Mais l'optimiste Binet lui faisait toute confiance. Il la retint deux heures sous sa dépendance volubile et enthousiaste. Après quoi Angélique ne put s'empêcher de sourire à son miroir.

– J'ai complété ma réclamation d'une requête, expliqua encore Binet avant de la quitter. Je sollicite l'emploi de perruquier près de Sa Majesté.

– Ton ambition tombe mal. Il se trouve que nul dans le royaume n'a moins besoin de tes services que le roi. Il possède une chevelure naturelle qui vaut toutes les perruques du monde et qu'il ne sacrifierait pas sans répugnance.

– La mode est la mode, fit Binet, sentencieux. Les rois eux-mêmes doivent s'incliner devant elle. Or la mode est à la perruque. Elle donne de la majesté au visage le plus commun, de la grâce aux traits les moins engageants. Elle préserve les chauves du ridicule et les vieillards des coryzas, et elle prolonge pour tous deux l'âge des agréables conquêtes. Qui peut se passer de perruque désormais ? Tôt ou tard le roi y viendra. Et moi, François Binet, j'ai mis au point un modèle spécialement étudié pour Sa Majesté, qui lui permettra de porter perruque sans pour cela sacrifier sa chevelure ni la dissimuler entièrement.

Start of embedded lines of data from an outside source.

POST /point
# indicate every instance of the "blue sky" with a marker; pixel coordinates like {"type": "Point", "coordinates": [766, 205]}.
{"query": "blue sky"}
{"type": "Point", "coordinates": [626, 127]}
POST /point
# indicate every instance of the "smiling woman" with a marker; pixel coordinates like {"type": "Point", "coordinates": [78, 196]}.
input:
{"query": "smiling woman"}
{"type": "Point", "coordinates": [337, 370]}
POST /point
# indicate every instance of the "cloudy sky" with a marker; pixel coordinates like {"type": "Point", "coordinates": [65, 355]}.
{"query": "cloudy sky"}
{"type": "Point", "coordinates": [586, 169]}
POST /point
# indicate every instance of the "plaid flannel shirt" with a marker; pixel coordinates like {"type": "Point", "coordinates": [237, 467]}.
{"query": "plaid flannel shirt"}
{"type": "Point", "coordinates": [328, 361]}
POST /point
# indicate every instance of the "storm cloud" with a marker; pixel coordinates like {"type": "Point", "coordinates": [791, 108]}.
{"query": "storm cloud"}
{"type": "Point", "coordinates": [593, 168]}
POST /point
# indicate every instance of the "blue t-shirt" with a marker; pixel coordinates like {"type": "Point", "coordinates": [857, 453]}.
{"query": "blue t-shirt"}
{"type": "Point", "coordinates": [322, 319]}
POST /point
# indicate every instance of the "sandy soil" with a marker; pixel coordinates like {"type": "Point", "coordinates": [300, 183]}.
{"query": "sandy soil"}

– Vous m'intriguez, monsieur Binet.

– Madame, je ne confierai mon secret qu'au roi seul.

*****

Le lendemain, Angélique, ayant décidé qu'elle ne pouvait plus se passer de l'atmosphère de la Cour, prit le chemin de Saint-Germain-en-Laye, dont Louis XIV avait fait depuis trois années sa résidence habituelle.